Pemukiman kumuh seiring dengan meluasnya urbanisasi, tumbuh subur kantung-kantung pemukiman kumuh dan kampung-kampung di tengah kota yang serba menyesakkan dan liar. Semakin banyak penduduk kota yang tinggal berhimpit-himpit di berbagai pusat pemukiman yang sebenarnya tidak pantas dihuni oleh manusia. Namun pemukiman-pemukiman ini terus saja mendapat tambahan para pemukim tetap dengan jumlah dua kali lipat setiap lima hingga sepuluh tahun. Pemukiman kumuh di Jakarta dapat dilihat di daerah pinggiran sungai, di bawah jembatan,daerah pinggiran rel, pusat perdagangan, dan sebagainya.
Permasalahan lingkungan pengalihan fungsi lahan secara berlebihan menimbulkan ketidakseimbangan alam akibat pembangunan yang dilakukan tanpa perencanaan terpadu. Pengelolaan sarana dan prasarana kota yang tidak baik juga turut menyumbang terhadap semakin tingginya angka kerusakan alam di Kota Jakarta. Banjir, tanah longsor, polusi udara, tanah, air dan suara merupakan permasalahan lingkungan yang sangat mudah dijumpai di KotaJakarta.
Pengangguran dan kemiskinan akibat meledaknya jumlah pencari tenagakerja baik di sektor formal maupun sektor informal diakibatkan oleh tingkat penawaran tenaga kerja jauh melebihi tingkat permintaan yang ada, sehingga mengakibatkan tingginya angka pengangguran dan semi pengangguran di daerah perkotaan. Terbatasnya pendidikan, kemampuan dan ketrampilan yang dimiliki juga menjadi penghalan bagi pencari kerja untuk mendapatkan pekerjaan. Tingginya angka pengangguran akhirnya menyumbang pada semakin besarnya komposisi orang-orang atau masyarakat miskin di perkotaan sebagaimana yang terlihat di Kota Jakarta.

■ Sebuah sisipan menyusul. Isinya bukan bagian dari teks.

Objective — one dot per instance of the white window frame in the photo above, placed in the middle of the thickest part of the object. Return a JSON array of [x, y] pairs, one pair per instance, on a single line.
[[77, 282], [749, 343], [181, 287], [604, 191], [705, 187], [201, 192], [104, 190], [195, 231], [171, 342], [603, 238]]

Kriminalitas meningkat sebagai dampak dari tekanan untuk bertahan hidup (survive) misalnya, akan mendorong manusia bertindak apapun, termasuk tindakan kriminal. Hal ini pulalah yang menjadi penyebab mengapa angka kriminalitas di Jakarta semakin harisemakin meningkat. Himpitan akan tuntutan hidup yang tidak dapat dipenuhi membuat sebagian individu memilih bertahan dengan cara tersebut. Tindakan kriminal seperti mencuri, merampok, membunuh, dan sebagainya menjadi pemandangan yang tidak asing lagi dalam kehidupan perkotaan di Jakarta.